The reaction to knowing that our work and status does not help us beyond the grave, can lead to yet another extreme. It may be that someone only lives for his work. Surely he needs to use the talents he has received from God to the fullest? Isn’t that your calling? When you have become a slave to your work, the Lord shows us in this verse that this is not his intention and calling. He made us to work for him. This also includes rest and the enjoyment of life. Prior to the fall into sin, work and rest were a comprehensive whole. Afterwards there was the laborious work, ‘by the sweat of your face’. Toil is now necessary in order to be able to rest and to find enjoyment.

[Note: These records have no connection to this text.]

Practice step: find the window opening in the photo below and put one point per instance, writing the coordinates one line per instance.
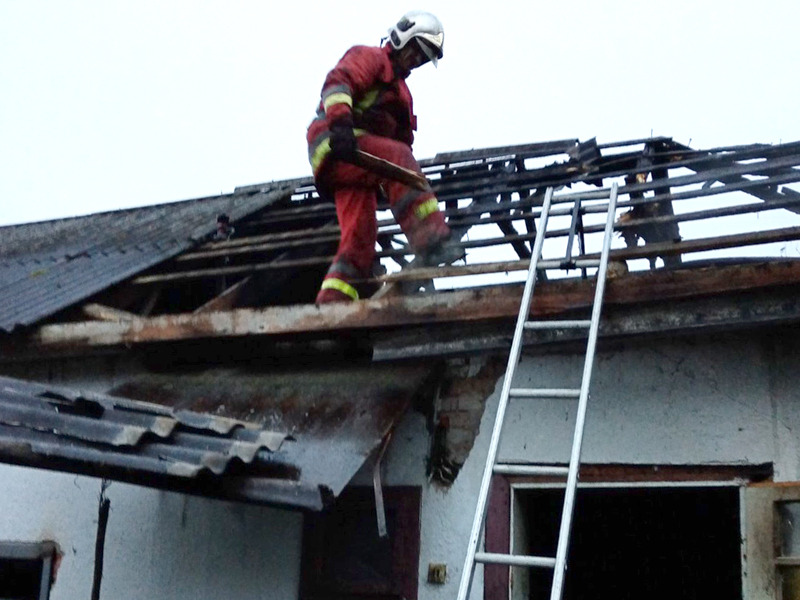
(681, 542)
(26, 570)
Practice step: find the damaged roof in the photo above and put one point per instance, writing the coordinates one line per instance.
(47, 266)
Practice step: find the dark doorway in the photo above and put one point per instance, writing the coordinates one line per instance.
(676, 542)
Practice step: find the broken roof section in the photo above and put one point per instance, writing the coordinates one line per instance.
(677, 200)
(48, 266)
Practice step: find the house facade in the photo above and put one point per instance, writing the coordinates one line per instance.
(202, 449)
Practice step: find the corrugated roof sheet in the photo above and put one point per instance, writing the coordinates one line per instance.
(48, 266)
(337, 415)
(268, 438)
(59, 428)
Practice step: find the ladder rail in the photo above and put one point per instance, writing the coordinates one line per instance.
(574, 462)
(516, 347)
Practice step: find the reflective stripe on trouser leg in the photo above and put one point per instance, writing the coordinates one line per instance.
(419, 217)
(334, 283)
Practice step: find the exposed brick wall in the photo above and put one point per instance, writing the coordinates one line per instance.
(467, 383)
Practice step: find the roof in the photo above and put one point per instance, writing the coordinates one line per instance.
(681, 202)
(47, 266)
(278, 449)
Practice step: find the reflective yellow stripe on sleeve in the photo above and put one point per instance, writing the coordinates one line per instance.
(319, 152)
(332, 283)
(426, 208)
(338, 98)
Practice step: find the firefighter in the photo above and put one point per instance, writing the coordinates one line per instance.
(365, 104)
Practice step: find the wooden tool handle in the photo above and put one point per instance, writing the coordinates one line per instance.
(390, 170)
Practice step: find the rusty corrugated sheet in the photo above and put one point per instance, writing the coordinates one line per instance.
(59, 428)
(337, 416)
(269, 437)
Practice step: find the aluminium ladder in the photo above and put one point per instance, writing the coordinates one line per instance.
(559, 563)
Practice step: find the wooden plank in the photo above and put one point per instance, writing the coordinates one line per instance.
(472, 305)
(107, 313)
(390, 170)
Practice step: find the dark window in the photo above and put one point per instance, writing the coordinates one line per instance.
(343, 557)
(26, 570)
(640, 543)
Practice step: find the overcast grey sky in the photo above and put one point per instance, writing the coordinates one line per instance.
(110, 104)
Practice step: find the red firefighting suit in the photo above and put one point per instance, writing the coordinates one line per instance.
(365, 85)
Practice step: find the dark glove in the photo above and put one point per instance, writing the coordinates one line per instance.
(343, 140)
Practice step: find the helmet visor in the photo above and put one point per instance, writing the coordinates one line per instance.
(432, 54)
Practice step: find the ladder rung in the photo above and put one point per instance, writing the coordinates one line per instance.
(558, 324)
(583, 263)
(508, 469)
(543, 393)
(515, 560)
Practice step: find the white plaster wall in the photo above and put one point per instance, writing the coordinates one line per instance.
(678, 402)
(726, 400)
(158, 544)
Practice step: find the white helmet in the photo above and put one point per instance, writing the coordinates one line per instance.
(423, 26)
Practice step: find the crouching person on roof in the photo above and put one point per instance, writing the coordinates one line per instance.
(366, 105)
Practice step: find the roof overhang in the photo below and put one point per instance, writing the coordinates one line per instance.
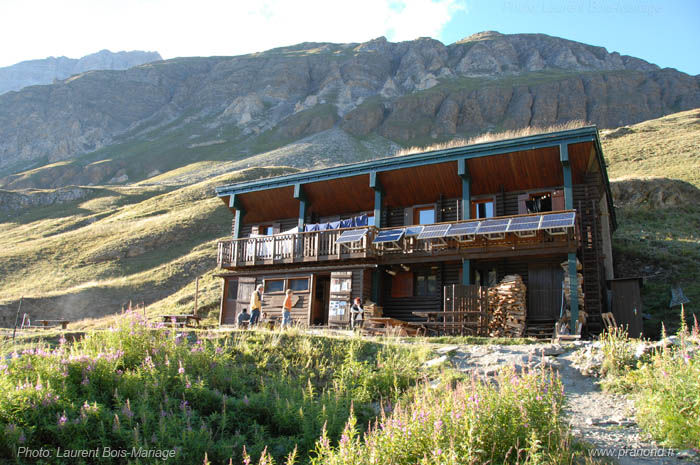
(346, 187)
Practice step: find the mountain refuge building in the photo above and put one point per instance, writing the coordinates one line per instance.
(417, 233)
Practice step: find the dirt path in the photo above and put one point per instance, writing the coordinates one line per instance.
(604, 421)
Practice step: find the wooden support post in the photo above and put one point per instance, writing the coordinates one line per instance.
(301, 196)
(573, 292)
(235, 202)
(463, 172)
(196, 294)
(21, 299)
(466, 272)
(568, 184)
(376, 184)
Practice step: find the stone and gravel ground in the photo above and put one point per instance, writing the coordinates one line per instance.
(603, 421)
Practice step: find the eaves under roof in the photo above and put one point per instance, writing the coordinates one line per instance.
(551, 139)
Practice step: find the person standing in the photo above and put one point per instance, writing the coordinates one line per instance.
(287, 309)
(356, 314)
(256, 305)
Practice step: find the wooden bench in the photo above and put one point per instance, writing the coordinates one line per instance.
(182, 320)
(53, 323)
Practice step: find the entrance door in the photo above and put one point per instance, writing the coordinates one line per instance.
(544, 291)
(229, 308)
(246, 286)
(321, 297)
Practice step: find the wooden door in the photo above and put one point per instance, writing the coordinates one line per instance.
(246, 286)
(228, 300)
(544, 291)
(340, 298)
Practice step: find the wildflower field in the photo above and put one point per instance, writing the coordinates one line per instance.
(268, 397)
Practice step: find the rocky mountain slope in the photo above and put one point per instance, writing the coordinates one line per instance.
(48, 70)
(79, 252)
(354, 101)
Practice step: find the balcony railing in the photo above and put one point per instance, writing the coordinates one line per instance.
(316, 246)
(292, 248)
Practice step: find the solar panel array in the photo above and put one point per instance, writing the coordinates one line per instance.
(495, 226)
(352, 235)
(389, 235)
(558, 220)
(434, 231)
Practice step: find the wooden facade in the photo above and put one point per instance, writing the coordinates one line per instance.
(557, 172)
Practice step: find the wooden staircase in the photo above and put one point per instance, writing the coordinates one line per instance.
(592, 262)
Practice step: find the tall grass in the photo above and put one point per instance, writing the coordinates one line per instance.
(143, 386)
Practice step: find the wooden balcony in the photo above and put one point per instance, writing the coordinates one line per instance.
(314, 246)
(319, 246)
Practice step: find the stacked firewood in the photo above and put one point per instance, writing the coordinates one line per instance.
(567, 286)
(507, 307)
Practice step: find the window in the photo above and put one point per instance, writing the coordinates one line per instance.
(402, 284)
(425, 284)
(483, 208)
(299, 284)
(424, 215)
(266, 230)
(541, 202)
(274, 285)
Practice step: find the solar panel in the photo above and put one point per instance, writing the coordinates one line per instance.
(558, 220)
(351, 236)
(389, 235)
(493, 226)
(463, 229)
(524, 223)
(434, 231)
(414, 231)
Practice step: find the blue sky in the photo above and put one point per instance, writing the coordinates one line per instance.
(665, 32)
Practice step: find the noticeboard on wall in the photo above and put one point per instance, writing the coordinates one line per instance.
(341, 291)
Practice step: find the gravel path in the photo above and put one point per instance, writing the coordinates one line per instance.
(604, 421)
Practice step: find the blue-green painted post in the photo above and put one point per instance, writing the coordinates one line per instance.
(568, 184)
(375, 184)
(463, 172)
(569, 205)
(301, 196)
(235, 202)
(466, 272)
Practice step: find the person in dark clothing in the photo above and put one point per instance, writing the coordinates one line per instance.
(256, 305)
(356, 314)
(243, 318)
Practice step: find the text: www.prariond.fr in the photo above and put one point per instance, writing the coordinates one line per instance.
(632, 452)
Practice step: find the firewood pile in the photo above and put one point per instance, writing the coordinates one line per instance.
(567, 286)
(507, 307)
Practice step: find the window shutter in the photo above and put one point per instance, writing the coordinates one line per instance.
(558, 202)
(522, 208)
(408, 216)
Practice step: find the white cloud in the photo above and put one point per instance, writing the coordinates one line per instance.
(36, 29)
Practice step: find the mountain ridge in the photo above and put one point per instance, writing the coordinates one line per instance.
(120, 125)
(47, 70)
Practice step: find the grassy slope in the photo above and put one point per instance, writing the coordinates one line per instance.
(93, 256)
(660, 243)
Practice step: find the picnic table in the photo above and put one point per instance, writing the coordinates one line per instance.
(182, 320)
(452, 322)
(52, 323)
(386, 325)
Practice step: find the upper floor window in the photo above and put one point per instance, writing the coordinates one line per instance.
(483, 208)
(266, 230)
(424, 215)
(540, 202)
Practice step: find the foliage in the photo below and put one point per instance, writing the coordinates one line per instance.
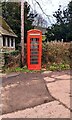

The Lord teaches us here that we should not work just to get as high as possible on the social ladder. If we can live well, we should be content with that. Then take the time to relax and enjoy. A hand filled with rest is a wonderful gift from God. When you learn to see this, you also realize how important peace and tranquility are in your life. Then you no longer want to live just for your work. Then you don’t want to be anxious about your job all the time. Then you also see how important it is to take time to live reverently before God. The Holy Spirit teaches this in Proverbs 15:16–17, “Better is little with the fear of the Lord, than great treasure and trouble with it. Better is a dinner of herbs where love is than a fattened ox and hatred with it.”
Anyone who works like this and finds his rest in the Lord has this wonderful perspective for his life forever: “But they shall sit every man under his vine and under his fig tree; and no one shall make them afraid, for the mouth of the Lord of hosts has spoken,” Micah 4:4
6 Better is a handful of quietness than two hands full of toil and a striving after wind.